Maclean’s compiles an annual, interactive ranking that uses Statistics Canada data to reveal where incidents of serious crime per capita are most frequent, and whether things are getting better or worse over time. It uses StatsCan’s crime severity index – a number different from the general crime rate that measures both the volume and severity of crimes in a municipality as compared to the national average – to compare 237 urban centres that have a population of 10,000 or more.
With the national index currently set at 75, a higher number than that in the ranking means a place sees a higher rate and severity of crime than average; a lower number means it sees a lower rate and severity. The national index is considerably lower than it was when the CSI was created in 2006. But it has risen steadily over the past four years. According to Statistics Canada, the most recent increase comes predominantly from a rise in reports of fraud, level 1 sexual assault (meaning without a weapon or evidence of bodily harm) and theft.
Local officials have, for years, disputed the Maclean’s ranking system because tabulates the rankings according to 100,000 people. That, say officials, gives an unfair ranking for communities with less than 100,000, like Prince George.
With only one murder reported in Prince George during the reporting period, the homicide rate is listed at 1.26/100,000 people. The national average is 1.76.

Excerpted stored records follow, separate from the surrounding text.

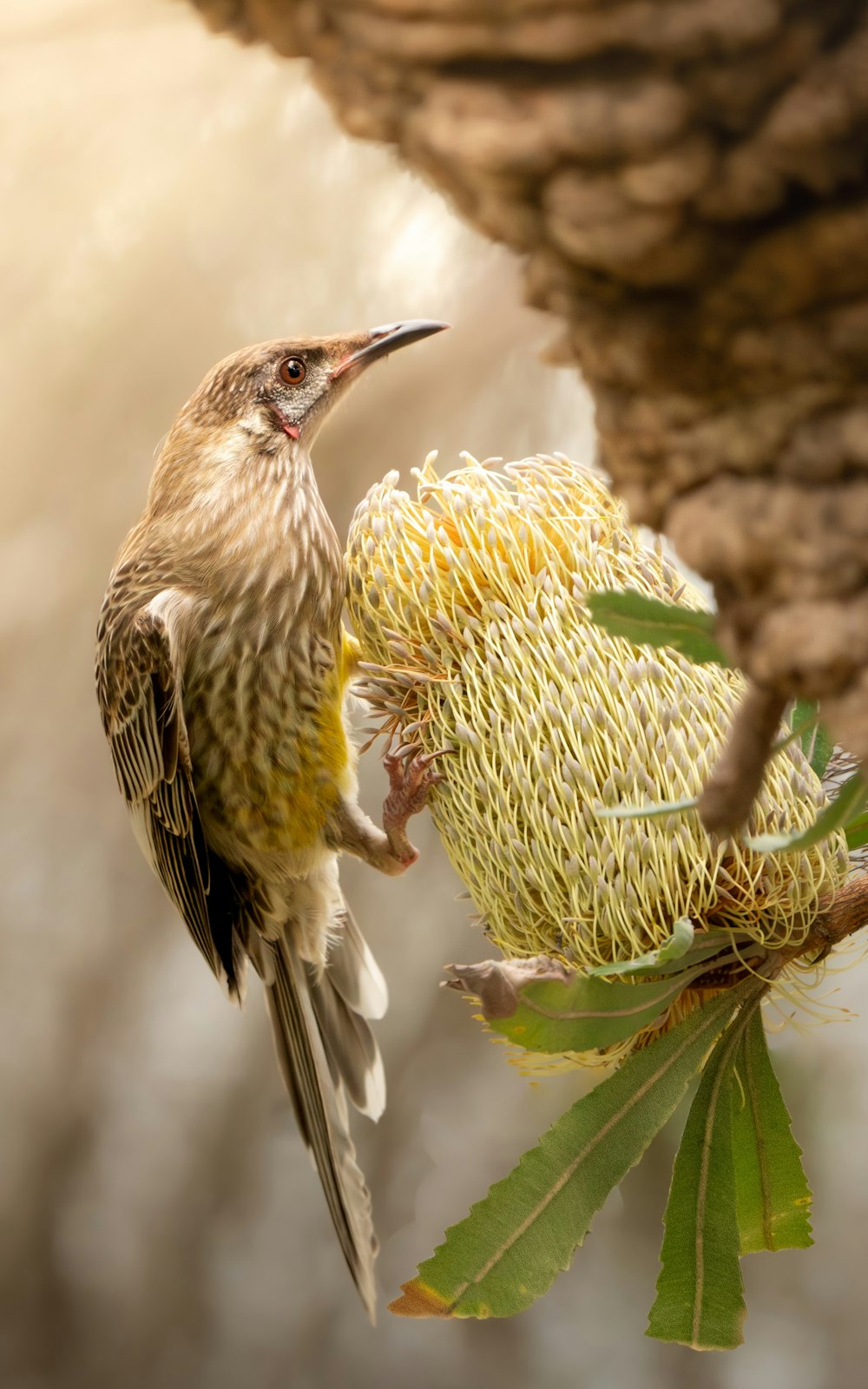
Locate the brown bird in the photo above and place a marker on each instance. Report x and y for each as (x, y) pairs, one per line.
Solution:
(221, 677)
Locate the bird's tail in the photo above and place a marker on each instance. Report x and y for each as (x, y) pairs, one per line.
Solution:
(326, 1053)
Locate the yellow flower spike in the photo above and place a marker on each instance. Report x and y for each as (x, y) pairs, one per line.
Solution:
(471, 601)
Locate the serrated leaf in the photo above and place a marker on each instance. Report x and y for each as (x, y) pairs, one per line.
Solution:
(514, 1242)
(773, 1195)
(652, 622)
(700, 1296)
(840, 813)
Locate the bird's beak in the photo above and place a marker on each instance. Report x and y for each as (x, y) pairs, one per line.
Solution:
(382, 340)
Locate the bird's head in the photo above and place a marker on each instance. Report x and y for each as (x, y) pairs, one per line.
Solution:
(285, 389)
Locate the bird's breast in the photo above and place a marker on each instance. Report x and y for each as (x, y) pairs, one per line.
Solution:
(268, 743)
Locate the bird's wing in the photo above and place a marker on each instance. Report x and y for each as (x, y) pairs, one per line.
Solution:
(312, 1074)
(139, 691)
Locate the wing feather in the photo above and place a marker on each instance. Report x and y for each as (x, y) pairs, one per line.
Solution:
(139, 691)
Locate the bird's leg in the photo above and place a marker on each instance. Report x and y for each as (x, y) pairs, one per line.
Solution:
(388, 849)
(410, 781)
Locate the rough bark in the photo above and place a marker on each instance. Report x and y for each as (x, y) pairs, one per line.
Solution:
(687, 180)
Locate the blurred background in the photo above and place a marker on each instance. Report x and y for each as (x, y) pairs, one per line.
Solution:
(168, 198)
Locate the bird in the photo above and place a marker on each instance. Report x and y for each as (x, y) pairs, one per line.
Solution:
(221, 671)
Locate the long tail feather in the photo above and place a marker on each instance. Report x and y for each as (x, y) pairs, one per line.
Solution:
(312, 1070)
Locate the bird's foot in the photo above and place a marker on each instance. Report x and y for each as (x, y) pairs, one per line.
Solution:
(411, 777)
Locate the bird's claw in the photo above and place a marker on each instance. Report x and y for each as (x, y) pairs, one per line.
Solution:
(411, 778)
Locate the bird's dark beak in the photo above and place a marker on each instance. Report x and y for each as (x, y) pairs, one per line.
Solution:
(382, 340)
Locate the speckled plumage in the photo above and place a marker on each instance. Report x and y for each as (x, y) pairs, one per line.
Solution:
(221, 673)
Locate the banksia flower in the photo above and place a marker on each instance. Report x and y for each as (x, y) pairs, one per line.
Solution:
(469, 603)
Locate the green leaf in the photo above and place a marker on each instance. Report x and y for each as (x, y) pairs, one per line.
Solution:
(773, 1195)
(670, 951)
(858, 833)
(705, 946)
(816, 743)
(587, 1011)
(700, 1298)
(650, 622)
(842, 812)
(513, 1245)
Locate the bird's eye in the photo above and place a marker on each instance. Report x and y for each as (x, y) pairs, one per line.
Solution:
(293, 372)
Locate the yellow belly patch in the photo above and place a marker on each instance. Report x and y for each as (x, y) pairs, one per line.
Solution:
(302, 789)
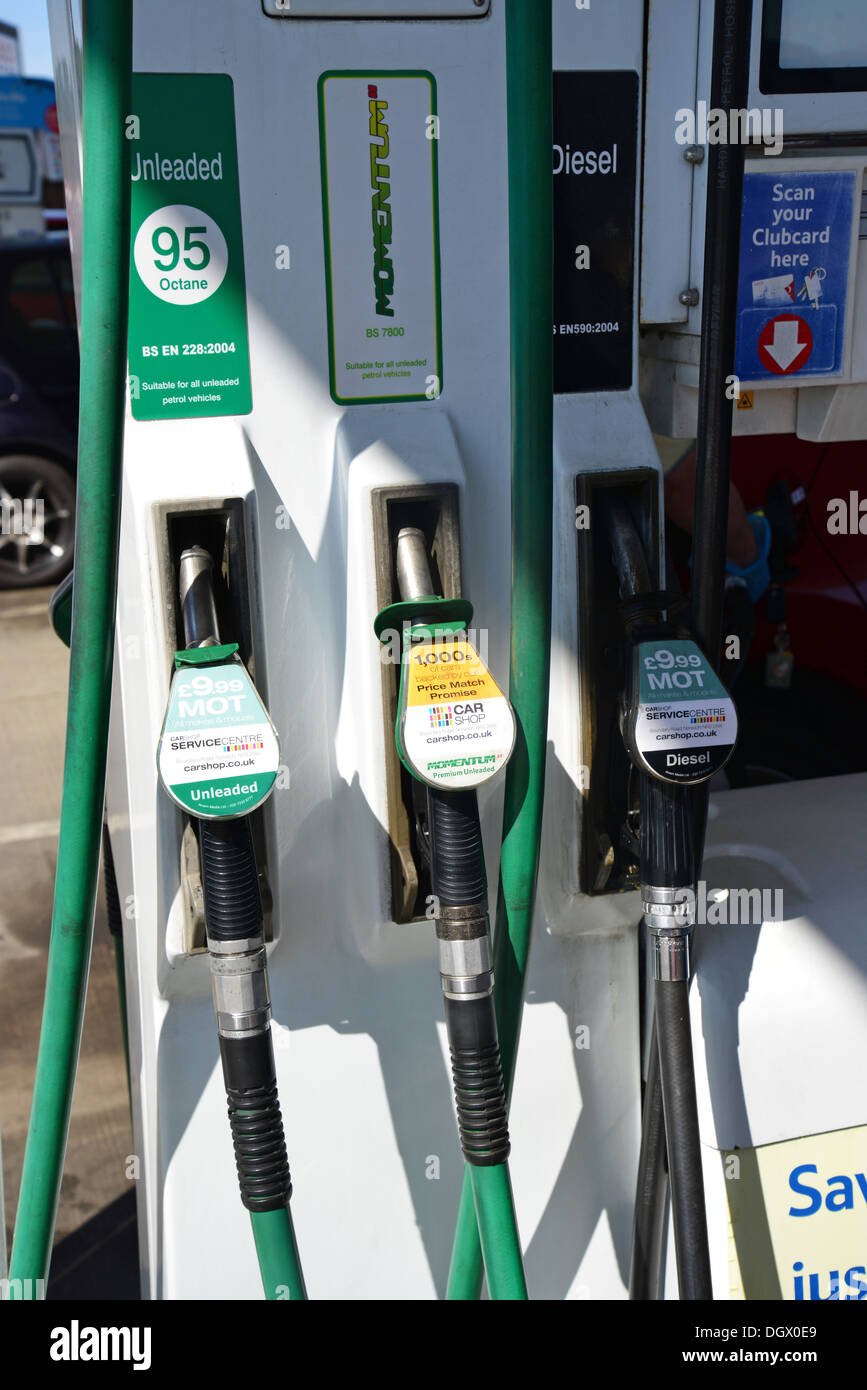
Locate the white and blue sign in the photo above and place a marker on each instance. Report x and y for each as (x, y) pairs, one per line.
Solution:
(795, 274)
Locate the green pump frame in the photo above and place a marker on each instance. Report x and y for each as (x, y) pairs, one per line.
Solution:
(528, 74)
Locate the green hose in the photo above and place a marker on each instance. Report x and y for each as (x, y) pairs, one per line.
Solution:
(500, 1243)
(528, 60)
(103, 378)
(278, 1257)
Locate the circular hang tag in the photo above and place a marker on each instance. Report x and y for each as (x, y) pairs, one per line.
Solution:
(456, 727)
(685, 723)
(218, 749)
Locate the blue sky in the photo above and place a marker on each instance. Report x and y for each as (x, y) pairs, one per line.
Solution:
(31, 20)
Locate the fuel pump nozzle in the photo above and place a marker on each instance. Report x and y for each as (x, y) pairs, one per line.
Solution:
(443, 680)
(235, 919)
(678, 726)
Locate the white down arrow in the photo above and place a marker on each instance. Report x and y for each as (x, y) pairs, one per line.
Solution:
(785, 346)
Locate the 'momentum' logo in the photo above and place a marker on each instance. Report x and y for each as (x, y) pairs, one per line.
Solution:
(384, 270)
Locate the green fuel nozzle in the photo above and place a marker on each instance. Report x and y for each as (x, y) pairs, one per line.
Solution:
(455, 730)
(214, 723)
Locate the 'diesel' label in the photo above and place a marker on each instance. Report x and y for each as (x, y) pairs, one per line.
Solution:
(684, 724)
(218, 751)
(456, 727)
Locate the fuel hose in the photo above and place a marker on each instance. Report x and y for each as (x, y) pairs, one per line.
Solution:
(239, 984)
(463, 933)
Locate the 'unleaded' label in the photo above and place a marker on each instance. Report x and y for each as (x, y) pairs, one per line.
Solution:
(218, 749)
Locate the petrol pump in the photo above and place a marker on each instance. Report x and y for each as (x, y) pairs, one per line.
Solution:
(345, 405)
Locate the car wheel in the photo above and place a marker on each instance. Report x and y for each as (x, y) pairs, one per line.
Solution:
(36, 521)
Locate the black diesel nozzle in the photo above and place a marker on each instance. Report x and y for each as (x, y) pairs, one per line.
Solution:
(666, 663)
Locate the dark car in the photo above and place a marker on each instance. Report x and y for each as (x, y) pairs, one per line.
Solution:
(38, 412)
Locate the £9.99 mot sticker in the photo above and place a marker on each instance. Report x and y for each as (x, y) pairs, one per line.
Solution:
(218, 749)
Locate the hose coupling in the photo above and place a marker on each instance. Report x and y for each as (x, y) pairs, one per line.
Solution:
(239, 986)
(669, 913)
(464, 951)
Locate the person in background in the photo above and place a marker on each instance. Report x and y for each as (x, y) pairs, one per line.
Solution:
(749, 534)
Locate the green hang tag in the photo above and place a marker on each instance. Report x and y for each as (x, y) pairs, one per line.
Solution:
(455, 726)
(218, 751)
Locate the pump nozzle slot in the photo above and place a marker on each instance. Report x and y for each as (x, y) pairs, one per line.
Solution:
(197, 603)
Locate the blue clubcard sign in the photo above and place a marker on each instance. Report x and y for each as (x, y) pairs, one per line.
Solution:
(795, 274)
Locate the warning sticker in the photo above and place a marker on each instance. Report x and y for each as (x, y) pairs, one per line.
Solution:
(218, 751)
(456, 726)
(687, 724)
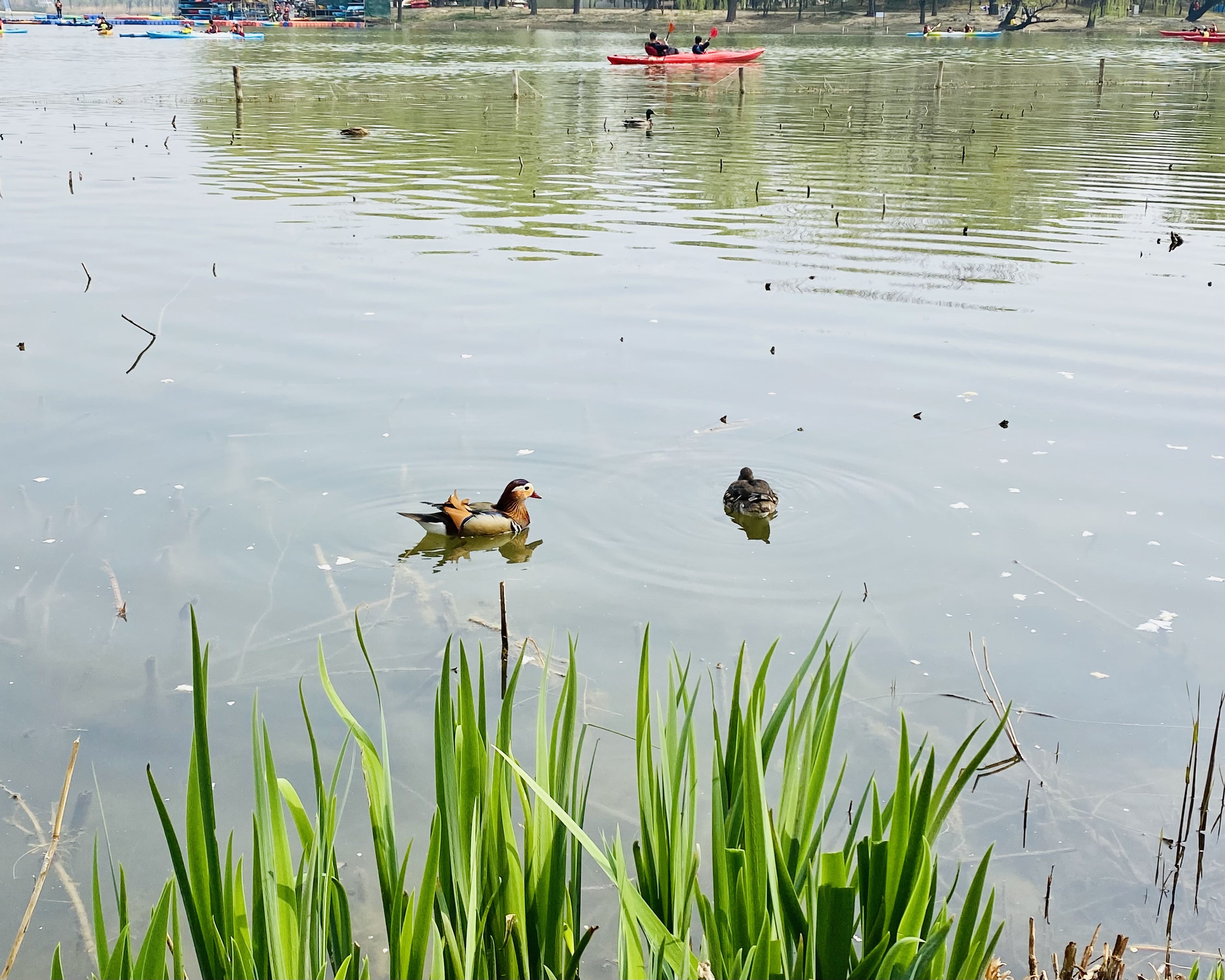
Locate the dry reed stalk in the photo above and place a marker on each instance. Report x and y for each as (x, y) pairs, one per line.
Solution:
(47, 863)
(70, 887)
(1003, 712)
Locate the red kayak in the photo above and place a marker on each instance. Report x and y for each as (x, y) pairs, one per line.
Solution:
(685, 58)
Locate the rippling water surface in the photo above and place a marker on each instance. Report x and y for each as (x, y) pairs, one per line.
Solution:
(484, 290)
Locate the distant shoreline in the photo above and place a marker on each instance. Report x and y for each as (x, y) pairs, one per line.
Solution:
(1068, 20)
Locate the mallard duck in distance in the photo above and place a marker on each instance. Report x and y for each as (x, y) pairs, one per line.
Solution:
(464, 519)
(750, 497)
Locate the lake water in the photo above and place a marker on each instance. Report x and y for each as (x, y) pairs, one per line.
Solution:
(484, 290)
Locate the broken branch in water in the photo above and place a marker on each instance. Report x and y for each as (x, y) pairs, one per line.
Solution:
(120, 606)
(151, 334)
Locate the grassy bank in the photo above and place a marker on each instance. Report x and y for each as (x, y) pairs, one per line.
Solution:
(786, 890)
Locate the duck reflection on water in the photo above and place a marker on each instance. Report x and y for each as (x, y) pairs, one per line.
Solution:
(515, 548)
(756, 528)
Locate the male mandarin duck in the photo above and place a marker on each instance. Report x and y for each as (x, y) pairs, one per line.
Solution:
(462, 519)
(750, 497)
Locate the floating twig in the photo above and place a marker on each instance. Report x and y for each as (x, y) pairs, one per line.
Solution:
(152, 339)
(1024, 820)
(120, 606)
(47, 863)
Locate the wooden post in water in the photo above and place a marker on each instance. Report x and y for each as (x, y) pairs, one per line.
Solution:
(506, 636)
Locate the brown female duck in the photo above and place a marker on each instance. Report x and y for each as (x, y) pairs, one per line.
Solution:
(462, 519)
(750, 497)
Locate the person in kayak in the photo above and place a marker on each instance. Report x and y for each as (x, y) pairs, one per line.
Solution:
(657, 48)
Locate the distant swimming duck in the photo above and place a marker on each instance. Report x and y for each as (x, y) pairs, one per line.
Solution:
(750, 497)
(461, 519)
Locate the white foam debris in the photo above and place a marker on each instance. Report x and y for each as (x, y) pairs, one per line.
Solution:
(1162, 623)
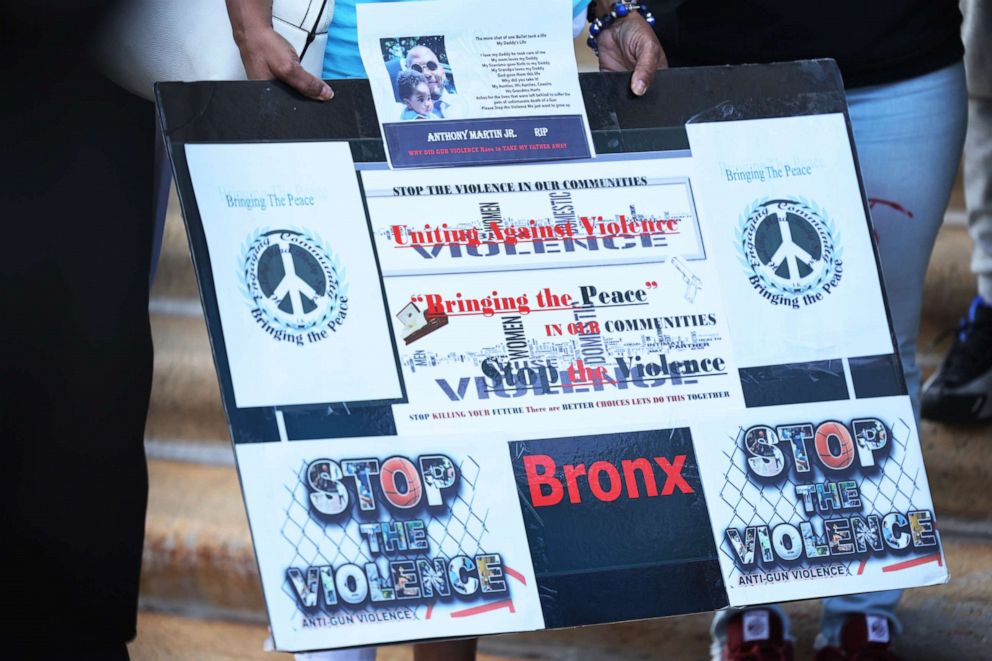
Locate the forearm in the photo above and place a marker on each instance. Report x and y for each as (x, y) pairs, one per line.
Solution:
(248, 16)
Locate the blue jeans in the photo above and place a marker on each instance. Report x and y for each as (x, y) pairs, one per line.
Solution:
(909, 137)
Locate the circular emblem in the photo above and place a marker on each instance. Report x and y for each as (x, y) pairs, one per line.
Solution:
(791, 251)
(294, 284)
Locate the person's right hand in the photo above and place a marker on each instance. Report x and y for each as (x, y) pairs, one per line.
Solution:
(267, 55)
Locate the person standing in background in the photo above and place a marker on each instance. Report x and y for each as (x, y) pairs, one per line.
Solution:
(960, 391)
(75, 342)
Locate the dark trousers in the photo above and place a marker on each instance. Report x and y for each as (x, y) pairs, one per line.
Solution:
(76, 154)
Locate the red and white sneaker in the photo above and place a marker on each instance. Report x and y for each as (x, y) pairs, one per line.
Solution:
(863, 638)
(756, 635)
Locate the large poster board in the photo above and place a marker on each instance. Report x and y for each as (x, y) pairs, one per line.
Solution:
(543, 395)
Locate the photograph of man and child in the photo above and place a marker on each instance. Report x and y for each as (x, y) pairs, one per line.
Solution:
(422, 82)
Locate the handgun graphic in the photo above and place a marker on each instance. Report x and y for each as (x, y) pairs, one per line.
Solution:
(692, 281)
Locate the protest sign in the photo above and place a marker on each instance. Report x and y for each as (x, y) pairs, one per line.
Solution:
(658, 383)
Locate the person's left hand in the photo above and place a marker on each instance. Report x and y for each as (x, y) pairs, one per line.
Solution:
(630, 43)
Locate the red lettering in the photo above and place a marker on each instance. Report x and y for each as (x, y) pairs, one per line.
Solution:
(673, 475)
(572, 472)
(536, 481)
(612, 492)
(845, 456)
(647, 473)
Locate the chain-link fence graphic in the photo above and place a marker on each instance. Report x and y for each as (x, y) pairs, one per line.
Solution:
(459, 530)
(894, 488)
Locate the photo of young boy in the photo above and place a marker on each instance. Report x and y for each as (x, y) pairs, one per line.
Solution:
(415, 94)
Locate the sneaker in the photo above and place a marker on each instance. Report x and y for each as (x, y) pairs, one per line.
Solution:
(961, 389)
(863, 638)
(756, 635)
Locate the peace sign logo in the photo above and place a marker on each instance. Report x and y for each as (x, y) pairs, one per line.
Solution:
(791, 250)
(294, 284)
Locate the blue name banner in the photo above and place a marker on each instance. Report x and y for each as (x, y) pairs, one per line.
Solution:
(489, 141)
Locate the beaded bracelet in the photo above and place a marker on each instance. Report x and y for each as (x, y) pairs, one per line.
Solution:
(619, 10)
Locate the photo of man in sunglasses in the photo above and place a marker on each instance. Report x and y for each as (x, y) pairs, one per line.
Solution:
(424, 60)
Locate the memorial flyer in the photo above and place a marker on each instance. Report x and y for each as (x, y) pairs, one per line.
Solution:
(474, 82)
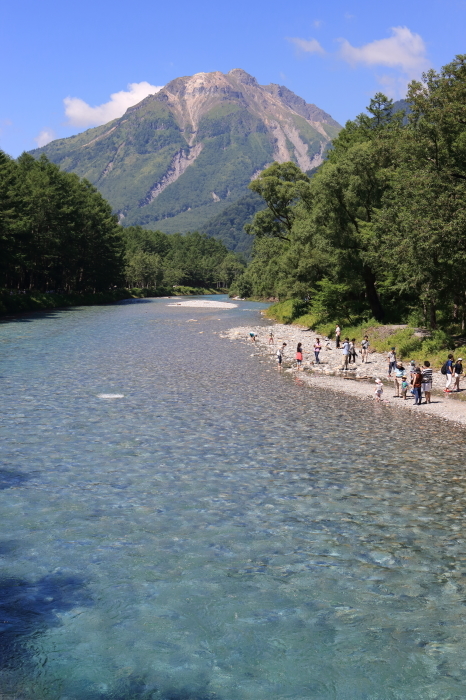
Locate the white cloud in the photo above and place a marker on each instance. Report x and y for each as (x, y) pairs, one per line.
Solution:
(45, 136)
(307, 45)
(403, 50)
(79, 113)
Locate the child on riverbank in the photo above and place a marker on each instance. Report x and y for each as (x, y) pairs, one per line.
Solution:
(299, 356)
(404, 387)
(317, 349)
(280, 353)
(378, 391)
(364, 349)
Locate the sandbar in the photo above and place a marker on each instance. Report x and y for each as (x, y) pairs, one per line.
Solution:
(205, 304)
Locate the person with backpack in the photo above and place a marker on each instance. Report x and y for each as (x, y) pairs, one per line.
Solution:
(353, 351)
(391, 361)
(364, 349)
(399, 373)
(317, 349)
(337, 336)
(280, 353)
(299, 356)
(457, 372)
(427, 380)
(417, 386)
(345, 351)
(447, 370)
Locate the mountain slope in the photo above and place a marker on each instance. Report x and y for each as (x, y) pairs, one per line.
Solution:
(177, 159)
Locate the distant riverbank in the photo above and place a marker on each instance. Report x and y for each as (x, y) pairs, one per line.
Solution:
(13, 303)
(328, 373)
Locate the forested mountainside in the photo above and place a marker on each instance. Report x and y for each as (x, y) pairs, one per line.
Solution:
(184, 155)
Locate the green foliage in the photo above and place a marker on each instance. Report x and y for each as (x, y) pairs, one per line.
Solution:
(193, 260)
(56, 231)
(127, 158)
(228, 226)
(379, 230)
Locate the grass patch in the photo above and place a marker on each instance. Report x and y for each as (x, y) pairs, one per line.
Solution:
(37, 301)
(409, 346)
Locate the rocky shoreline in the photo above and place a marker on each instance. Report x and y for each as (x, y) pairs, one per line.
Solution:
(328, 374)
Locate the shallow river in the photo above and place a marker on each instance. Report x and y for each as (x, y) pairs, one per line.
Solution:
(218, 531)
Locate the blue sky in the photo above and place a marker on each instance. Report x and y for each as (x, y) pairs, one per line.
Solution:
(61, 62)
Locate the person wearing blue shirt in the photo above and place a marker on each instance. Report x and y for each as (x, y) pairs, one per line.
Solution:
(449, 368)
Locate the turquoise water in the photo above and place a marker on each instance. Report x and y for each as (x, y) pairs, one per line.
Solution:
(219, 531)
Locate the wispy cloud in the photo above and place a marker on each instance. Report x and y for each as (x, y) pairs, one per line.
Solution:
(403, 50)
(307, 45)
(80, 113)
(45, 136)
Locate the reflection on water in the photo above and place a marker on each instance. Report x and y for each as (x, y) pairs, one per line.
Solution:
(217, 531)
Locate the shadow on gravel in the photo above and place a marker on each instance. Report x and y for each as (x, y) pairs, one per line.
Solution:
(28, 609)
(10, 478)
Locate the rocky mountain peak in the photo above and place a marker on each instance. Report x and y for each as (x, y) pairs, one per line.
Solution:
(182, 156)
(242, 77)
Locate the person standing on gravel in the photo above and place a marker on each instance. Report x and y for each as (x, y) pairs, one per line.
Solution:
(391, 361)
(317, 349)
(378, 391)
(449, 372)
(364, 349)
(417, 386)
(280, 353)
(457, 372)
(427, 380)
(399, 374)
(299, 356)
(345, 351)
(337, 336)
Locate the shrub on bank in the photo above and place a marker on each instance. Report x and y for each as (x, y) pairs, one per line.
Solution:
(36, 301)
(435, 347)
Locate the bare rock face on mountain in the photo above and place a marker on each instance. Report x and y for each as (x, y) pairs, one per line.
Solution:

The Maclean’s ranking reported that assaults dropped in Prince George to 597 actual cases, putting the ranking, per 100,000 people, at 751.42.
The reporting did note that the number of sexual assaults increased to 79 during the reporting period putting the ranking at 99.43/100,000.
The ranking reported that there were a decrease in the number of robberies (87) and break and enters (643) but an increase in the number of fraud investigations (392).
Quesnel, B.C. has the dubious honour of jumping from eighth to third place for overall crime; from 15th to fifth place for violent crime; and from 114th place to second place for the largest five-year change in its CSI. Quesnel’s CSI rose from 180 in 2013 to 292 in 2018.
Wetaskiwin, Alta., where the crime rate continues to increase the fastest, dropped to fourth place this year in terms of overall crime with a CSI of 270 (258 last year). Portage la Prairie, Man. is still in fifth; Prince Albert, Sask. and its surrounding area dropped to sixth from fourth.
For the fourth year in a row, the highest rates of violent crime, specifically, happened in Thompson, a city of 14,535 in northern Manitoba and the largest in the region. It had the highest rates of homicide, assault, sexual assault, cocaine trafficking and youth crime. We sent reporter Shannon VanRaes to investigate the story behind those trends (read her feature article here).
Rates of crime continue to be higher in parts of western Canada. Of the top 50 locations where overall crime was highest, 39 were in the Prairies or B.C. Of the top 50 locations for violent crime, 31 out of 50 were west of Ontario. Organizing the list by the type of crime committed, the only place east of Manitoba that was worst on a particular offence was St. Catharines and the Niagara region in Ontario, which had the highest rate of cannabis trafficking in 2018, before weed was legalized.
Three out of the five places that had the fastest-improving crime rates over the past five years were in B.C. The prize goes to Whistler, and second place to New Westminster. Saint-Jérôme, Que., had the third-fastest-improving crime rate, followed by Squamish and area, B.C., and Charlottetown, P.E.I.
LaSalle, Ont., next to Windsor, had the least crime per capita, according to the most recent stats available. Thames Centre, Ont., next to London, had the least violent crime.